The two hackers laughed off the comment. “It is a double-edged sword, but what we’re doing is really for the greater good of the Internet. We’re setting up communication networks for black hats,” Wbeelsoi said.

(from ZDNet, Hackers claim zero-day flaw in Firefox)

On the bright side, the idiot hackers have publically confessed, so the federal case against them when their crime goes to court should be a slam dunk. Say hello to your new cellmate, hacker scumbag.

Update:

Apparently it was just a joke. Just good-natured fun. Those wacky hackers.

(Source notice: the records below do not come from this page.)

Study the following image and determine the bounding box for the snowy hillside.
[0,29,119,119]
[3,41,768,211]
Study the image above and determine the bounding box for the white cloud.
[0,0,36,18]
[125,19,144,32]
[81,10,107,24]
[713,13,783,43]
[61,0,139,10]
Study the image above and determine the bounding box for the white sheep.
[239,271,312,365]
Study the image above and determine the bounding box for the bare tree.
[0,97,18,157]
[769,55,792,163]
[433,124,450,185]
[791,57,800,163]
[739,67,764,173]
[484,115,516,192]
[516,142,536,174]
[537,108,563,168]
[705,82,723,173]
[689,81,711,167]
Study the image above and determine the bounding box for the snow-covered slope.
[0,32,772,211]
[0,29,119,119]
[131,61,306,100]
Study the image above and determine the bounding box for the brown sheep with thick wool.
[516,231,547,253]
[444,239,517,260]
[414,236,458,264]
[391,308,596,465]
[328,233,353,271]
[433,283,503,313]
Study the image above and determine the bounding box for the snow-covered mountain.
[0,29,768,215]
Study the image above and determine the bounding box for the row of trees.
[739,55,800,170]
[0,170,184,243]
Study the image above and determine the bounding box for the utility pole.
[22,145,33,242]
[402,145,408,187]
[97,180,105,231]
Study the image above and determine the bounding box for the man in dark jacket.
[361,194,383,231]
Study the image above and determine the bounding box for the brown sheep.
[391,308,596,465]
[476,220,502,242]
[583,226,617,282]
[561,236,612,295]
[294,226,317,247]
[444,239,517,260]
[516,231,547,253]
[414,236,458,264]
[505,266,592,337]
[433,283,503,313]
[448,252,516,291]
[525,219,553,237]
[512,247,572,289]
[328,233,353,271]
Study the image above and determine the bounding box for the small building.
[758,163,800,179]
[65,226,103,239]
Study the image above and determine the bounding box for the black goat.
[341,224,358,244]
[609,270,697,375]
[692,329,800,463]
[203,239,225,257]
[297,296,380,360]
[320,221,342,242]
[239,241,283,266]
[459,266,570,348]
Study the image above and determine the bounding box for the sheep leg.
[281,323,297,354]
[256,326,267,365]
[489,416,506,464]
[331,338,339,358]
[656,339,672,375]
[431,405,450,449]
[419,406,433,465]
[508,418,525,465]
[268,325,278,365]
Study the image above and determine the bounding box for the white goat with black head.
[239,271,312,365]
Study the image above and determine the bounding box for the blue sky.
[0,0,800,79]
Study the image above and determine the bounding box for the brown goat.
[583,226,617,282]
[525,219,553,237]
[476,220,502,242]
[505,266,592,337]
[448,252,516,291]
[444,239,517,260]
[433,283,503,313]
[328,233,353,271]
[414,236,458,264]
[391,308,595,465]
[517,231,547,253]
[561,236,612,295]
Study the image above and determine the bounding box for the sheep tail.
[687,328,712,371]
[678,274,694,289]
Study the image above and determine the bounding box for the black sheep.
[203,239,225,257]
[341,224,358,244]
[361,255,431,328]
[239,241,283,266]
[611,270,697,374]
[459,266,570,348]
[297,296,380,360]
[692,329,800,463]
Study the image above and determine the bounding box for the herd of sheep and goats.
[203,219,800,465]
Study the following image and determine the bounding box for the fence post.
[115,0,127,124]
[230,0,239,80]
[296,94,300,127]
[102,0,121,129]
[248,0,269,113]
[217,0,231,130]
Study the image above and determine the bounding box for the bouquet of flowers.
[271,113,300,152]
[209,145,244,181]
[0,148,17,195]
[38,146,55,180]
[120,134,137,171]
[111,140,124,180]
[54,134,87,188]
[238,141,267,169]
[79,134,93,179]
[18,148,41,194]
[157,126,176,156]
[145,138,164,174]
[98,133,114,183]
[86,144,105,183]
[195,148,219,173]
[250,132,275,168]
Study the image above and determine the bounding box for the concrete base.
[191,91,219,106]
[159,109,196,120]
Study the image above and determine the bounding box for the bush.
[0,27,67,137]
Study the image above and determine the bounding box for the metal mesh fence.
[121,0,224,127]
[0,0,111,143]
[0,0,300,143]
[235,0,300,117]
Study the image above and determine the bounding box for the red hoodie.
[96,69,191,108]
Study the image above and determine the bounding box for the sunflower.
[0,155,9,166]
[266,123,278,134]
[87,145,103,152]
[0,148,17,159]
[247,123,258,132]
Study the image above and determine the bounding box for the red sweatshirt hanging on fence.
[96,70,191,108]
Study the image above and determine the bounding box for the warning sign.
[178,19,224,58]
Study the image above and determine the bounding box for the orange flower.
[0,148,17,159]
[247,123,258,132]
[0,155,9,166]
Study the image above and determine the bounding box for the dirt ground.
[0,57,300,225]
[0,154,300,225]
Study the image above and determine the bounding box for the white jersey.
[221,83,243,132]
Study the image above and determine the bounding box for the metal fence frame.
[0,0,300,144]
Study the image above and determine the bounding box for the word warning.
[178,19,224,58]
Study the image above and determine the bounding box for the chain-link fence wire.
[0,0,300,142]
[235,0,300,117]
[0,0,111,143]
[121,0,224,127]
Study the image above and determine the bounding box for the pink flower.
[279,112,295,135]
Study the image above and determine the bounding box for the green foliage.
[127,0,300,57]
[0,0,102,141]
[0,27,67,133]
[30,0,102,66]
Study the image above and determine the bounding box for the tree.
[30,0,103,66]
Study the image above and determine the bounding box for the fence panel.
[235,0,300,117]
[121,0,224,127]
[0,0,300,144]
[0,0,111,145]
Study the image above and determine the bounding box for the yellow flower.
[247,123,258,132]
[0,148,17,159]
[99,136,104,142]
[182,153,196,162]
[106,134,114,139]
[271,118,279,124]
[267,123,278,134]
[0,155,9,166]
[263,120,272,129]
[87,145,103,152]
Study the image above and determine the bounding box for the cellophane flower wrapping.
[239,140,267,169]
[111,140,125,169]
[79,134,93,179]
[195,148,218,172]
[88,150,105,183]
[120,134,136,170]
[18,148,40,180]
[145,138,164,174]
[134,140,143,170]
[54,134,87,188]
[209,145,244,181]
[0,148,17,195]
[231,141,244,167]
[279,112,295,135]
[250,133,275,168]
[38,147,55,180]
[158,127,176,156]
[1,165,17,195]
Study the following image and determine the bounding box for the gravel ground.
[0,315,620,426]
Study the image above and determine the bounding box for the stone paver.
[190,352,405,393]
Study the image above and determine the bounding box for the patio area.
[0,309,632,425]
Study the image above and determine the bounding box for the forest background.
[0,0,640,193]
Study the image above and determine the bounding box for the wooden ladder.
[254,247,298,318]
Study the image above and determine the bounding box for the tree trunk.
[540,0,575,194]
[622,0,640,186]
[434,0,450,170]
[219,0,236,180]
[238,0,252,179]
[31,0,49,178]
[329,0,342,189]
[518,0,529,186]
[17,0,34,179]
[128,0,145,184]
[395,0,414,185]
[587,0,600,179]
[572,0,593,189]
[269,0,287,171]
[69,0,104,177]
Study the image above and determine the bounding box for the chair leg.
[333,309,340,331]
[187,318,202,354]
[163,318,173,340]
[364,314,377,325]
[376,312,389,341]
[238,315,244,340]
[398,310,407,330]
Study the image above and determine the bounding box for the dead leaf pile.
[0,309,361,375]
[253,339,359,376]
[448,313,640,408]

Miscreants are using an unpatched security bug in Internet Explorer to install malicious software from rigged Web sites, experts warned Tuesday.

[…]

“Fully patched Internet Explorer browsers are vulnerable,” Ken Dunham, director of the rapid response team at VeriSign’s iDefense, said in an e-mailed statement. “This new zero-day attack is trivial to reproduce and has great potential for widespread Web-based attacks in the near future.”

(from ZDNet, Porn sites exploit new IE flaw)

On the one hand, I am curious why ZDNet specifically mentions porn. The exploit could just as easily be on a web site with photos of kittens. On the other hand, I am wondering why on the gods’ green earth anyone is still using Internet Explorer to begin with. Use Firefox, you knuckleheads!